When an object is borrowed from a different culture, it enters the target culture with its name, which is a linguistic object. A borrowed word embodies a fascinating cultural and linguistic story: from which language and under what conditions it was borrowed, how long it took to move from the periphery of acceptability to be fully accepted by the recipient culture and the language, and what form it took when it got nativized in both. Talking about the linguistic aspect alone, some fifty years ago, in Odia, potato was called bilaati aalu (potato from England) in coastal Odisha, but now, on account of the popularity of this vegetable it is called just aalu. Interestingly, tomato, which is as popular, is still called bilaati baaigana (brinjal from England) and never just baaigana. There is more to the contrast, but for the moment, let that story remain untold. As for some similarity, both vegetables are still excluded from the kitchen of the traditional temples, and from the discourse of naivedya (food to be offered to the deity) and prasaada (food after the offering) relating to these temples. Half a century ago a section of the population of Puri in Odisha used the word ceni, with a retroflex nasal, to refer to sugar, the word for which in the so-called “standard” Odia is cini, where the nasal was an alveolar, not a retroflex. In the Puri variety (called “Puri boli”) both the alveolar nasal (the consonant sound “n”) and its retroflex form occurred then, therefore it is interesting to note that the speakers used the non-standard form in this specific case. Similar observations apply to the difference between the initial vowels in these two words. Facts such as these in borrowing need an explanation, which would have a socio-cultural dimension as well. The ceni example is a case of borrowing from a variety of the same language - borrowing by Puri boli from standard Odia As of now, the facts mentioned above have not even been noted in scholarly discourse on borrowed words in Odia, which can be said to be due to the general neglect of language varieties other than the standard. There is very little discourse on culinary terms in our languages mainly because words are traditionally dealt with in terms of dictionary entries, which hardly do justice to the richness of their content. And then it may be noted that Samuel Johnsons do not write dictionaries these days.

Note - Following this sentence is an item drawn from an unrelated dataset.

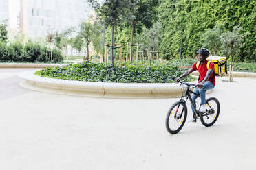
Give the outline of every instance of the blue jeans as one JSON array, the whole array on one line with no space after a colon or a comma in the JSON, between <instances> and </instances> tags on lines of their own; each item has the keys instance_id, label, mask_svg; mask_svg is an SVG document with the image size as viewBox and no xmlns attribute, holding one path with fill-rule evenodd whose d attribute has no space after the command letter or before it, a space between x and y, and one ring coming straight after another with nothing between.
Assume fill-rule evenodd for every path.
<instances>
[{"instance_id":1,"label":"blue jeans","mask_svg":"<svg viewBox=\"0 0 256 170\"><path fill-rule=\"evenodd\" d=\"M200 94L200 95L201 104L206 104L206 100L205 100L205 92L206 92L206 90L212 89L213 88L214 88L214 86L213 86L213 83L210 81L205 82L204 83L204 87L202 88L199 88L198 86L196 86L193 92L196 94ZM191 98L192 98L193 103L195 106L195 99L196 99L196 98L198 98L198 96L194 95L194 94L192 94ZM192 106L191 106L191 108L192 108L193 115L194 115L195 112L193 110Z\"/></svg>"}]
</instances>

It is possible that the neglect of scholarly interest by linguists (including lexicographers) in culinary terms reflects the non-serious attitude that people often have towards culinary discourse. Dining table talk is hardly about the dishes on the table, and even when the dishes do figure in the conversation, it is in a manner that is neither sincere nor serious. After enjoying a well cooked meal, one does praise the cooking and sometimes asks for the recipe, but all this is really politeness discourse, not culinary discourse, and as such requires no informative answer. If the guest insists on information about the recipe, etc., it is sometimes seen as condescending behavior on his part and is not liked.   

Well, it was really good the linguistics department of AMU thought of organizing a seminar on the much neglected topic of culinary terms.